How the Dutch government polices unwanted black bodies

Often championed as a human rights defender, the Netherlands continuously fails miserably in politically protecting and socially including refugees.

Karen Elliot, via Flickr CC.

An estimated 1,700 refugees have died this year in the Mediterranean trying to reach Western Europe. One of the consequences of the increased media attention, is that shifted focus onto the immigration regimes of European countries. Take the Dutch for example: While activists, critics and the European Committee of Social Rights (ECSR) criticize the Netherlands’ asylum laws, most Dutch people don’t care about this xenophobic apparatus. The regime ignores European guidelines with regards to medical assistance, shelter and detention plus it lends its signature to violent deportations executed by KLM, the country’s state airline. So why aren’t refugees included in the national narratives about institutionalized wars against The Other?

Often championed as a human rights defender, the Netherlands continuously fails miserably in politically protecting and socially including refugees. The Universal Convention of Human Rights states, undocumented people are entitled to the basic right to protection. Amnesty International, Kerk in Actie (Church in Action) and The Netherlands Institute for Human Rights spoke out against the unsafe living conditions many undocumented people face. On April 22, 2015 the Dutch government agreed on a shelter program for those whose asylum applications were denied. Philip Alston, the UN’s special reporter on human rights, condemned the agreement and labelled it “an infringement of human rights.” The deal also confirmed that Dutch politicians fail to acknowledge that many governments refuse to “take back” those who escaped their regimes. Against EU-regulations, the Dutch government only wanted to offer shelter to those who’re “willing” to return. Those who “refuse” are portrayed as disobedient exploiters of white citizen’s tax money.    

Throughout the Netherlands, undocumented people live in precarious conditions with little, if any support to deal with the posttraumatic stress and trauma that many endure. Debates on migration should consider the socio-political and economic dimension of forced migration, but propaganda trumps facts and figures. Most Dutch politicians rebuke the idea that Europe’s colonialism, imperialism and all other exploitive greeds that spring from that are connected to the current streams of forced migration. We must continue to ask ourselves why people are moving and why some bodies are allowed to pass borders and others are not. Borders, visible and invisible, remain a fundamental issue within fort Europe and continue to dehumanise Black bodies.
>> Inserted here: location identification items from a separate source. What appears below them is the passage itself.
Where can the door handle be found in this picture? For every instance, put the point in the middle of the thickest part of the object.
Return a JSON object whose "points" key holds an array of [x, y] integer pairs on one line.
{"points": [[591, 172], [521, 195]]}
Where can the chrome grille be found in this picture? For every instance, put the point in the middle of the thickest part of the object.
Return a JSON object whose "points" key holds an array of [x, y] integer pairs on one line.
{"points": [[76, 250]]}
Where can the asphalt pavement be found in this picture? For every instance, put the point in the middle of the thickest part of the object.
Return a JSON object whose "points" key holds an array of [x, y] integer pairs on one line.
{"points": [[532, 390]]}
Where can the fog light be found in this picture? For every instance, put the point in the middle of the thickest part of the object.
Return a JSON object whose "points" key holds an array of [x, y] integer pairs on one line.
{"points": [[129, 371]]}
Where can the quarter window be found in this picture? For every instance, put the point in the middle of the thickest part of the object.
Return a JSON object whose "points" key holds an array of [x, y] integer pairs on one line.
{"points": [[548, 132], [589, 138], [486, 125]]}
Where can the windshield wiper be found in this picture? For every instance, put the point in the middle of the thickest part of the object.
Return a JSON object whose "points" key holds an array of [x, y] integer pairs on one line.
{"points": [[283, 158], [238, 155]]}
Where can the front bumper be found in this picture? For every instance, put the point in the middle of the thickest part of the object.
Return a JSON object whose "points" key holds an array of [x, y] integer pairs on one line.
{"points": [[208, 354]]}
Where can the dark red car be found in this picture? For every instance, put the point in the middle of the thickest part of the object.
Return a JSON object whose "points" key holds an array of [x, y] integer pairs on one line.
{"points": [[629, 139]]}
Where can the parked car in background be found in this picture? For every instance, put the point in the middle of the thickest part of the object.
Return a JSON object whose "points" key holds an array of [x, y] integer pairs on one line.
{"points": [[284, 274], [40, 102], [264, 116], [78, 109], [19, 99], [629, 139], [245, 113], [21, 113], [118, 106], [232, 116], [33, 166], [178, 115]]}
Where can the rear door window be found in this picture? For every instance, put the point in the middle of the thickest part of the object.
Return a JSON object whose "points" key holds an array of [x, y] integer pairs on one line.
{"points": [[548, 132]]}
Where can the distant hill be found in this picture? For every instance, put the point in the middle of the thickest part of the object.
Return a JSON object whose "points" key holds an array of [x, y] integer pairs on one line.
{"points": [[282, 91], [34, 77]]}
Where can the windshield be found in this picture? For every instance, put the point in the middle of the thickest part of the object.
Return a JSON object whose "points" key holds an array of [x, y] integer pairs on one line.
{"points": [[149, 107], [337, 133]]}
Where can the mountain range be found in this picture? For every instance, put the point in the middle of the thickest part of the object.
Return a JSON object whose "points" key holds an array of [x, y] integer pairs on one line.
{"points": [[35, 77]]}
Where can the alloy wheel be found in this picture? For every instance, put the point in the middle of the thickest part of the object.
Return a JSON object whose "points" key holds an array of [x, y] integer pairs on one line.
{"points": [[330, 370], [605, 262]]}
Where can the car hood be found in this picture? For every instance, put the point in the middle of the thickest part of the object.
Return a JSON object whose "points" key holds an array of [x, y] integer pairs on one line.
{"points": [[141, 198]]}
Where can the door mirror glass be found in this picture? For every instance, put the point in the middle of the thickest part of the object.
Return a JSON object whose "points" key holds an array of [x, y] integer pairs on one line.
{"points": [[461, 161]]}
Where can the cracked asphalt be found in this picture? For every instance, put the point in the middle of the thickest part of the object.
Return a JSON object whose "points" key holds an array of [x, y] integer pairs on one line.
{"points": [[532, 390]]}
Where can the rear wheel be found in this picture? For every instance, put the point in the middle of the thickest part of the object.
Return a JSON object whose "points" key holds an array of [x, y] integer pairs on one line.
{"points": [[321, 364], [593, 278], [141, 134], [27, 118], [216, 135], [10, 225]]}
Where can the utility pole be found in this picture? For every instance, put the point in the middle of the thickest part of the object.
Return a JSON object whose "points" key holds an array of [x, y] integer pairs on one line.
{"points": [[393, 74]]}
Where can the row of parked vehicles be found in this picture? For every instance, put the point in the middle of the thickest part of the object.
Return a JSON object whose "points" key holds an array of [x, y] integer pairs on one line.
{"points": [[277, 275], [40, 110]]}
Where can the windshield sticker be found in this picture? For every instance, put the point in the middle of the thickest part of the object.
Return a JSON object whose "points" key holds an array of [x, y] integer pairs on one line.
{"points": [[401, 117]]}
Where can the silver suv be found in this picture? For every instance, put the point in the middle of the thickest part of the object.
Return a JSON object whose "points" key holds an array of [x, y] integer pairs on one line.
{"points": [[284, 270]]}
The Dutch media is king in villainizing undocumented people as invaders of supposed neutral or safe but always white spaces. Newspapers portray images of people abusing the safe haven of tolerance. Such sentiments were exhaustedly expressed by Dutch folk in response to the fatal Mediterranean shipwreck. Without reiterating the recent racist responses of the Dutch to Black bodies dying at the hands of white supremacy here, let us question why we are not looking at the role of the Dutch government who continuously keeps institutionalised racism in check. There is a privileged obliviousness about the humanity of thousands of people who’re living on the streets, in squatted buildings or in isolated centers where their assumed mobility depends on the villagers’Afrophobia.

In October 2014, 1400 men, women and children who’d apply for asylum would be placed in a town called Oranje. Named after the color that, at least in the Netherlands, is synonymous for all things Dutch, the small and rather isolated village has approximately 140 residents. Oranje’s stance on opening the village doors to Black people reminds us of Orania, the South-African white-only town in Northern Cape. They are, indeed, namesakes.

The group was said to consist of Syrian families but 200 of them were… Eritrean men. Most of those whose mere existence broke the colonial rules of being Black in a white space, were escorted out of town. Even more problematic than their exodus, is the hardships of the East African* people who stayed or arrived after they were gone. When this happened and as it continues to happen throughout the country, there is little attention paid to the government structures policing unwanted bodies. 

Oranje and its villagers are no exception to the nation’s ideas about the humanity and mobility of the Black, undocumented Other. In the wake of unceasing State violence, undocumented people rise up against the supposed beacon of liberalism, tolerance and whiteness that is the Netherlands.

*Check the hashtag #UndocumentedNL on Twitter to read more updates from and about the undocumented members of NL-based communities. Salute to our Comrade Nasir for translating and helping us contextualize our intuition. To protect the people’s privacy and not negatively affect their current asylum procedures, we chose not to mention their names and/or specify their countries of origin.